- Born: October 10, 1948 (age 77) Paris, France
- Education: Pierre and Marie Curie University
- Known for: Computational mechanics Uncertainty Quantification
- Awards: Alfred M. Freudenthal Medal (2022); IACM Computational Mechanics Award (2018); Officier dans l'Ordre des Palmes académiques (2016); Chevalier dans l'Ordre national du Mérite (2015); Chevalier dans l'Ordre des Palmes académiques (1995); Prix Madame-Victor-Noury (1995);
- Scientific career
- Fields: Computational mechanics; Uncertainty Quantification;
- Workplaces: Gustave Eiffel University
- Doctoral advisor: Paul Krée

= Christian Soize =

Christian Soize (October 10, 1948) is a French engineer and applied mathematician known for his contributions in computational mechanics and uncertainty quantification. He is an emeritus Professor at the Laboratoire Modélisation et Simulation Multi Echelle at Gustave Eiffel University.

==Contributions==
Soize is an expert in uncertainty quantification and computational mechanics, known for the development of several numerical methods and probabilistic methodologies to deal with uncertainties in computational science and engineering, standing out for two pioneering methods: the nonparametric probabilistic approach, to take into account model uncertainties in computational physical models, and, more recently, the probabilistic learning on manifolds (PLoM) for statistical learning within small reduced datasets.

==Awards and honors==
Soize is the recipient of several academic awards, including: Alfred M. Freudenthal Medal, IACM Computational Mechanics Award, Officier dans l'Ordre des Palmes académiques, Chevalier dans l'Ordre national du Mérite, European Association of Structural Dynamics (EASD) Senior Research Prize, Fellow of the Acoustical Society of America, International Association for Structural Safety and Reliability (IASSAR) Research Award, Chevalier dans l'Ordre des Palmes académiques, and the Prix Madame-Victor-Noury.

==Books==
- C. Soize, Uncertainty Quantification.

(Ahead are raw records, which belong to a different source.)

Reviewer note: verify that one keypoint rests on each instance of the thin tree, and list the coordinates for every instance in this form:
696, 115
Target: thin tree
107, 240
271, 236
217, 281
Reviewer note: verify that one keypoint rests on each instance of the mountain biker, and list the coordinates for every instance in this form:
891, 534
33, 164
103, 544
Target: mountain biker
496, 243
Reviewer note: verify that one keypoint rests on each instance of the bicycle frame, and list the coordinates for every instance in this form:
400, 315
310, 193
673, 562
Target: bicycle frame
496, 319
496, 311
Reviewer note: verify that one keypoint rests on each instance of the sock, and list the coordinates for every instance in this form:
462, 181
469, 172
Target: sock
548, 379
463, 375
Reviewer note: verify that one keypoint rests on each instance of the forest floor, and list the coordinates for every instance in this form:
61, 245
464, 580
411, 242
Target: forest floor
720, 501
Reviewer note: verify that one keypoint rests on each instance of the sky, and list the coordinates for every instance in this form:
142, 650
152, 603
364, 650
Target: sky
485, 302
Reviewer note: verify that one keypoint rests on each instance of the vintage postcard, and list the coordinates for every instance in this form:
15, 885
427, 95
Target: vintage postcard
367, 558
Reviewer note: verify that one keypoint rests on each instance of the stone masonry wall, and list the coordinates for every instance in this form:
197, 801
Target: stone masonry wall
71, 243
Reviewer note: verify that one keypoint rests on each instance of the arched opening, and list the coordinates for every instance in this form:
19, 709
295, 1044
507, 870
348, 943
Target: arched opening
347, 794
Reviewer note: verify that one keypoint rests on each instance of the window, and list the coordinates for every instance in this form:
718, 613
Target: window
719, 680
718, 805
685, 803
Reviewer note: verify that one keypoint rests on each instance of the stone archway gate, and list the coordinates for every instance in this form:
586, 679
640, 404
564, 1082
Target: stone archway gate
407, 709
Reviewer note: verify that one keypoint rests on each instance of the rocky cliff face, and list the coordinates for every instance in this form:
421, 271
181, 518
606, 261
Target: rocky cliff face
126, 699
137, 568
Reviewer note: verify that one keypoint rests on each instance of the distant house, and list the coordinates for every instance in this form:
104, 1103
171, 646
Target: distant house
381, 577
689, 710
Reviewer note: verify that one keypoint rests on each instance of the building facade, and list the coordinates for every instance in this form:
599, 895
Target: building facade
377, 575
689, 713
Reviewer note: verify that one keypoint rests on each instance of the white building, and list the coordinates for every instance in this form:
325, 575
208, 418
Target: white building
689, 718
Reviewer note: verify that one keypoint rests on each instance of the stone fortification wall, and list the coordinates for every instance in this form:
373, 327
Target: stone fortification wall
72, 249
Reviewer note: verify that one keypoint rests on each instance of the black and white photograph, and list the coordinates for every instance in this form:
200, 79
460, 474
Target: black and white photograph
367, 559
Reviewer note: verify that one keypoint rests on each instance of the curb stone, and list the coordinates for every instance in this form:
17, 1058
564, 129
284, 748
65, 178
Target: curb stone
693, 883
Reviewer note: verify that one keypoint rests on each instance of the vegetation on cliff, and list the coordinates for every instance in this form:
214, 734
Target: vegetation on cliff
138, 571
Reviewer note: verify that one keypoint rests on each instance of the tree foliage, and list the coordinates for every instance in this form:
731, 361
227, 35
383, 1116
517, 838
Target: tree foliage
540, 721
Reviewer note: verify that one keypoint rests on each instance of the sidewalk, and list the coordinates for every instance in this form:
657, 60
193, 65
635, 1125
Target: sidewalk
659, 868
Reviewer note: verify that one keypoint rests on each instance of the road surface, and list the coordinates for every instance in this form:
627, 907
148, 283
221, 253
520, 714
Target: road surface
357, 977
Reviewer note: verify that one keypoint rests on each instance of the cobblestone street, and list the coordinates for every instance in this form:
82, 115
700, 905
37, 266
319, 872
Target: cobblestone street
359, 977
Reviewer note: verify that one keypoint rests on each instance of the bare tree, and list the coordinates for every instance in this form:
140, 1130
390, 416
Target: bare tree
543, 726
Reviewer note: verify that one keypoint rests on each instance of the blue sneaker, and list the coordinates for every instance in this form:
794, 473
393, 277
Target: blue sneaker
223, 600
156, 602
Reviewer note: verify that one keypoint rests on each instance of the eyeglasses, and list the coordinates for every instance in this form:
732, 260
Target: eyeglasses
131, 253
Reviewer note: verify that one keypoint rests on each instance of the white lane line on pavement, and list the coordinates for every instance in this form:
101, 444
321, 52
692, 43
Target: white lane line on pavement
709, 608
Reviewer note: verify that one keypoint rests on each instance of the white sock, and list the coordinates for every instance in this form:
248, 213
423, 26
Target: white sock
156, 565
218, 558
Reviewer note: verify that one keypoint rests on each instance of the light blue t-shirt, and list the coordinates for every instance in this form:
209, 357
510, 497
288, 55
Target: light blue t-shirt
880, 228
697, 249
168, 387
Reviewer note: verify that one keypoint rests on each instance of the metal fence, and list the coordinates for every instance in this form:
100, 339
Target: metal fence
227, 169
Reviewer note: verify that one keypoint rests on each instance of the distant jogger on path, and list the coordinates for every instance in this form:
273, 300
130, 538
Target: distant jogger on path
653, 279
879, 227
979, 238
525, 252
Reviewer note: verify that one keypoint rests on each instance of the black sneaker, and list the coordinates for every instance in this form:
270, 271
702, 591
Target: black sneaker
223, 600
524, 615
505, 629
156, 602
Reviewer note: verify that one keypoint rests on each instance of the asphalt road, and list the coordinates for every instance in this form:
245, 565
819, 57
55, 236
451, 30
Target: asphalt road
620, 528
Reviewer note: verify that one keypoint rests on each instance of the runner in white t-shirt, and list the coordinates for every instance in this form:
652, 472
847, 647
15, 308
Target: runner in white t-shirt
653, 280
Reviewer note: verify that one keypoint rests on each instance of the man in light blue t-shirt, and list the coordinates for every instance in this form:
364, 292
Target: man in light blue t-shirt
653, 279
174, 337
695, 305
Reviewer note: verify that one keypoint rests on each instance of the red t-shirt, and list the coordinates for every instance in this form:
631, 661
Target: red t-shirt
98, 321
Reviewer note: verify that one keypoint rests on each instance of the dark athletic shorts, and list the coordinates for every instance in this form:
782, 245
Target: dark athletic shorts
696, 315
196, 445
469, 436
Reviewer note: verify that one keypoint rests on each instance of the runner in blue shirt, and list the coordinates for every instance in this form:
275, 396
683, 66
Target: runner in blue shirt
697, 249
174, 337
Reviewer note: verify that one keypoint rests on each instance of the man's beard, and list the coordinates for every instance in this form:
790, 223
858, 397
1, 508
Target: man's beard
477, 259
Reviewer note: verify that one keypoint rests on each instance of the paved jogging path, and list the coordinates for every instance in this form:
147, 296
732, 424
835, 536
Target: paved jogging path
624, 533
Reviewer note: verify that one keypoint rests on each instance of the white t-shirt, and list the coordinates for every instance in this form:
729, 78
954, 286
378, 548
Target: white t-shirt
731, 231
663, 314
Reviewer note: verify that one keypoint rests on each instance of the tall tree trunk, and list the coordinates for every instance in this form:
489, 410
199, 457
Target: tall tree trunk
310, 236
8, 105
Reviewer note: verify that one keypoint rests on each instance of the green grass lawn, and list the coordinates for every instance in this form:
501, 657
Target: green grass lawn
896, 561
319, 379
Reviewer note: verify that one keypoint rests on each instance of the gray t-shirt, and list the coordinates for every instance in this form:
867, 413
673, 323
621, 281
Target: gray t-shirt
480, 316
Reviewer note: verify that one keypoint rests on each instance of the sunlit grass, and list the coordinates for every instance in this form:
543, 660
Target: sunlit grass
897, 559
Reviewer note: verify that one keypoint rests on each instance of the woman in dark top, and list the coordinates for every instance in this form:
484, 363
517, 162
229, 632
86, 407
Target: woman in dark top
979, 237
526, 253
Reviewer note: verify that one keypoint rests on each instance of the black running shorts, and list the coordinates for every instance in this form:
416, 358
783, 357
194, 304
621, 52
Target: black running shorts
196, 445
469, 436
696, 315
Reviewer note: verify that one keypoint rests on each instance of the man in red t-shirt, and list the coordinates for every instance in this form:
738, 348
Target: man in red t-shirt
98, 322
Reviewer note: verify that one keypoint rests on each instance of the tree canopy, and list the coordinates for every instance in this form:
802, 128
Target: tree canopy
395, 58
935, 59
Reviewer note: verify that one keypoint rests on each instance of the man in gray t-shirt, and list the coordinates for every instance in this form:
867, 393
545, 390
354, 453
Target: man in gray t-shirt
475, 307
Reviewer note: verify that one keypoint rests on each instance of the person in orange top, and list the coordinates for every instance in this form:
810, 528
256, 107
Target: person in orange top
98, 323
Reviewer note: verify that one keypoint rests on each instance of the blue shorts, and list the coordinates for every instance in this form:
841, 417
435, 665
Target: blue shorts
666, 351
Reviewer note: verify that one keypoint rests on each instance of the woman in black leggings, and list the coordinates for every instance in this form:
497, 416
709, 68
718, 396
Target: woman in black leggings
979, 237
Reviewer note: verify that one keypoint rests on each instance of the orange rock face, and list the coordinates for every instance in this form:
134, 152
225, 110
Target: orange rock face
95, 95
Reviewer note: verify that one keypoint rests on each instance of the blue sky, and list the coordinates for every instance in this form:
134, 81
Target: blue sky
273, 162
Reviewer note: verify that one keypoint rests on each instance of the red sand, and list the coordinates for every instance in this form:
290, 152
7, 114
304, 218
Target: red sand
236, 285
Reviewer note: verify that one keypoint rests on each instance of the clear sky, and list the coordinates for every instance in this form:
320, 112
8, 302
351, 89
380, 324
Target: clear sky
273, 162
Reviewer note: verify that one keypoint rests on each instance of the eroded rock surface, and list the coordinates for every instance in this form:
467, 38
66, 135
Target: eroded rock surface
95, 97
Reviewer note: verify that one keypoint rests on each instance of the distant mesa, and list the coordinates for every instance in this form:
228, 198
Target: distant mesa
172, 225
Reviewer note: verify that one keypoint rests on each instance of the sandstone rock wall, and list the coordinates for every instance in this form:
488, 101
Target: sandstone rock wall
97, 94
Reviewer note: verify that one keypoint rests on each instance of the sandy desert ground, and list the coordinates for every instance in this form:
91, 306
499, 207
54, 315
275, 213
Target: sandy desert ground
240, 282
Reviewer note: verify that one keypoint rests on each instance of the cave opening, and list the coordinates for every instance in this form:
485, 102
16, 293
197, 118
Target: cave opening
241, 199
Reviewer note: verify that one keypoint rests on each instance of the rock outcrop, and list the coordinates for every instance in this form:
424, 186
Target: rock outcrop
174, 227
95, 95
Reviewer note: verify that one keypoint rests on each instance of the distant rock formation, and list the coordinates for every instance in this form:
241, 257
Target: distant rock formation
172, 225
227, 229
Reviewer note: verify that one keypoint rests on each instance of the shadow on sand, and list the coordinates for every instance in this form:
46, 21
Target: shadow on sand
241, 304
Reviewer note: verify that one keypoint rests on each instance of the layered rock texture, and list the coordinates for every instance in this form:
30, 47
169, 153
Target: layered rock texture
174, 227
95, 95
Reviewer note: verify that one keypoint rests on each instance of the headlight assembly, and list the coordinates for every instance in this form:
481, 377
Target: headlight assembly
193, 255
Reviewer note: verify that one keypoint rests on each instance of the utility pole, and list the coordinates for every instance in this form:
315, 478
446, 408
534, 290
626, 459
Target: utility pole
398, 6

An Accelerated Course with Advanced Applications in Computational Engineering, Springer, 2017
- R. Ohayon and C. Soize, Advanced Computational Vibroacoustics - Reduced-Order Models and Uncertainty Quantification, Cambridge University Press, 2014
- C. Soize, Stochastic Models of Uncertainties in Computational Mechanics, American Society of Civil Engineers (ASCE), 2012
- C. Soize, Dynamique des structures, Eléments de base et concepts fondamentaux, Ellipse, 2001
- R. Ohayon and C. Soize, Structural Acoustics and Vibration, Academic Press, 1998
- C. Soize, The Fokker-Planck Equation for Stochastic Dynamical Systems and its Explicit Steady State Solutions, World Scientific Publishing Co Pte Ltd, 1994
- C. Soize, Méthodes mathématiques en analyse du signal, Masson, 1993
- P. Krée and C. Soize, Mathematics of Random Phenomena, D. Reidel Publishing Company, 1986
- P. Krée et C. Soize, Mécanique aléatoire, Dunod, 1983.